Assignment Guide
BUS5111 Unit 6 Written Assignment
Question
Submit a written paper which is at 2-3 pages in length, exclusive of the reference page. The
Abstract is not required or needed. Papers must be double spaced in Times New Roman font
which is no greater than 12 points in size. The paper should cite at least one additional (peer-
reviewed) source independent of the textbooks.
In this paper, please discuss the following case study. In doing so, explain your approach to the
problem, support your approach with references, and execute your approach. Provide an
answer to the case study’s question with a recommendation.
Case Study:
A local family business is facing a dilemma.

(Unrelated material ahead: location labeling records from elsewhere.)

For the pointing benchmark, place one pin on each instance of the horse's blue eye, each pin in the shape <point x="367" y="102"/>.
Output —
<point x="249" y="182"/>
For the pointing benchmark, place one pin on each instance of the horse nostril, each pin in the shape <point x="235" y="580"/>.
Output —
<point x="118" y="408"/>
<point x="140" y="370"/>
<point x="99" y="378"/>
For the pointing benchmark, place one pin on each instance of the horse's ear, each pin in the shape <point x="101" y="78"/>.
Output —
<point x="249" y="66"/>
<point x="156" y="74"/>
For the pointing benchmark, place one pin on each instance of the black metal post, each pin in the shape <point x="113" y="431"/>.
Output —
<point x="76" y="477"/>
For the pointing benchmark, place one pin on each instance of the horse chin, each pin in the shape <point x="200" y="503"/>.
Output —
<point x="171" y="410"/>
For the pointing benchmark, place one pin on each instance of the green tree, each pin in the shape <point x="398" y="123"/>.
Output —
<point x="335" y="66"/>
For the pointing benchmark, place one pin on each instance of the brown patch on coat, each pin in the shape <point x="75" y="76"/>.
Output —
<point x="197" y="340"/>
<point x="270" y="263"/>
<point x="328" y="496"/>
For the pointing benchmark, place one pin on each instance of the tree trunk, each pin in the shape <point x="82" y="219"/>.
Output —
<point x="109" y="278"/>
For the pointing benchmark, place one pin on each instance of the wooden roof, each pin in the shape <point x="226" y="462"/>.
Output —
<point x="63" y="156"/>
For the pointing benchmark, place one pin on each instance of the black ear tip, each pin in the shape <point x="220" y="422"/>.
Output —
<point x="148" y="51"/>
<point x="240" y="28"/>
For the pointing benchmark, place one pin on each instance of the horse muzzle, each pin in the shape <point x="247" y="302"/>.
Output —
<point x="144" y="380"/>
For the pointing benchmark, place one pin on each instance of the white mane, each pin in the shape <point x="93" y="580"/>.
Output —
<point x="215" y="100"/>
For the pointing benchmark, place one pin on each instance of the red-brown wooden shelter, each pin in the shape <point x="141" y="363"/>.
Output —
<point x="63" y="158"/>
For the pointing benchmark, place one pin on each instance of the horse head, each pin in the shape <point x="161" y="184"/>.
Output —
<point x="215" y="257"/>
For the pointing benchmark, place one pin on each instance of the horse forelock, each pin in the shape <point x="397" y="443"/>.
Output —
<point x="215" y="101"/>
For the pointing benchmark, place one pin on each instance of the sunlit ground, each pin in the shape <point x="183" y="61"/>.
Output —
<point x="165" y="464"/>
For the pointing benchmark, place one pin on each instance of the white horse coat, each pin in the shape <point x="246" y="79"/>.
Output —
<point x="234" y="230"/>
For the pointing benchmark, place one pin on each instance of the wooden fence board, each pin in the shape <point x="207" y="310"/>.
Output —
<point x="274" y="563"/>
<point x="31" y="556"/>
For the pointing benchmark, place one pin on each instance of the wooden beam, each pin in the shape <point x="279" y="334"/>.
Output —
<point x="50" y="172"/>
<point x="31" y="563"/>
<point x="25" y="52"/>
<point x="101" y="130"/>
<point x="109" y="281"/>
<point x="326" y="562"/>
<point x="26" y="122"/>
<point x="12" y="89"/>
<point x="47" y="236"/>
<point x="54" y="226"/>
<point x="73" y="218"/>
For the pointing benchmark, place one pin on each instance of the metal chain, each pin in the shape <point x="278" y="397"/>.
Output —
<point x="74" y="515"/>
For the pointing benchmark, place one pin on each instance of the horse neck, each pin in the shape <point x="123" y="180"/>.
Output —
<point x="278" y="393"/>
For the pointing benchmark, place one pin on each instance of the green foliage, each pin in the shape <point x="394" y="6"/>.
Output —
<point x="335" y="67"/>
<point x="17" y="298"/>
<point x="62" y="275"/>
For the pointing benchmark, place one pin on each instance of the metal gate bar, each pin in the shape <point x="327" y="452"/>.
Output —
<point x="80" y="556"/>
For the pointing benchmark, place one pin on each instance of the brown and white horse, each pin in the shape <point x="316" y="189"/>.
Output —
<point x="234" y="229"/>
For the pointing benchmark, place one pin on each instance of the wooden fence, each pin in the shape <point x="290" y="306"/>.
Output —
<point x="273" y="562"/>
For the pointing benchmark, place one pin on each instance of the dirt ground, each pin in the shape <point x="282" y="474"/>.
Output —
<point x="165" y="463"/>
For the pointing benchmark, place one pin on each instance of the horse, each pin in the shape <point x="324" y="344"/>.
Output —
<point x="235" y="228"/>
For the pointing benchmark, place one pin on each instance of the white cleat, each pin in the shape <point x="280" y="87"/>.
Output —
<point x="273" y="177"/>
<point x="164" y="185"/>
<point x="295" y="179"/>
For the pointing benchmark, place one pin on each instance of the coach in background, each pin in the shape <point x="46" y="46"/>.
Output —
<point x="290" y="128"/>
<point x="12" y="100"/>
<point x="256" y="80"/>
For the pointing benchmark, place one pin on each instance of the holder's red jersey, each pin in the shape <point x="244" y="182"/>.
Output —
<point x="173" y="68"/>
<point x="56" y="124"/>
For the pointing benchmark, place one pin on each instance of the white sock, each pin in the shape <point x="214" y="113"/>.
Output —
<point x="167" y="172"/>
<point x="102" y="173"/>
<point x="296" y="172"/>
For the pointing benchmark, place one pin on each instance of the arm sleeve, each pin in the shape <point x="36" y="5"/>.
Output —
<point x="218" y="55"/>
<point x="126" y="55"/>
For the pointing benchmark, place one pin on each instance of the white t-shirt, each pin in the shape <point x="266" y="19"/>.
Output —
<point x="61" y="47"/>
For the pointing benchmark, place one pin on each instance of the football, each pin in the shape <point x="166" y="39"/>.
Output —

Dottie’s Grocery has been a landmark company in a
small city located in the United States. Over the past 45 years, what began as a single fresh fruit
and vegetable store, has now become a full-service grocery store chain with many stores
throughout the city. Dottie’s is incorporated with only 7 shareholders, which are all family
members. They are faced with a decision on how to raise much needed capital to maintain its
current business operations and to allow the possibility of growth in the future. The family
believes it needs an additional $23 million dollars. This sum is too large for a bank line of credit
and no one in the family has additional funding to invest into the company. The family is
considering other alternatives.
One alternative is to publicly issue debt (corporate bonds), the other alternative is to issue
common stock to the public. Using your expertise in financial management, you have been
asked by the management team of Dottie’s Grocery to conduct an analysis of the current
situation and provide a summary of your recommendations. In your summary you must:
Describe the process (in detail) of how a public offering occurs.
o A chronological account of how most public offerings would be an appropriate
format, although not required.
Discuss the impact and implications of each alternative.
Explain how each alternative affects control over the company.
As a small family business, the internal affairs and finances of the company were well
guarded from the public view by the family.
o As a new IPO, how would the guarding of their finance change?
o What are the financial reporting effects of this decision?
o How will additional debt impact future earnings?
o How will new stockholders change the management of the company?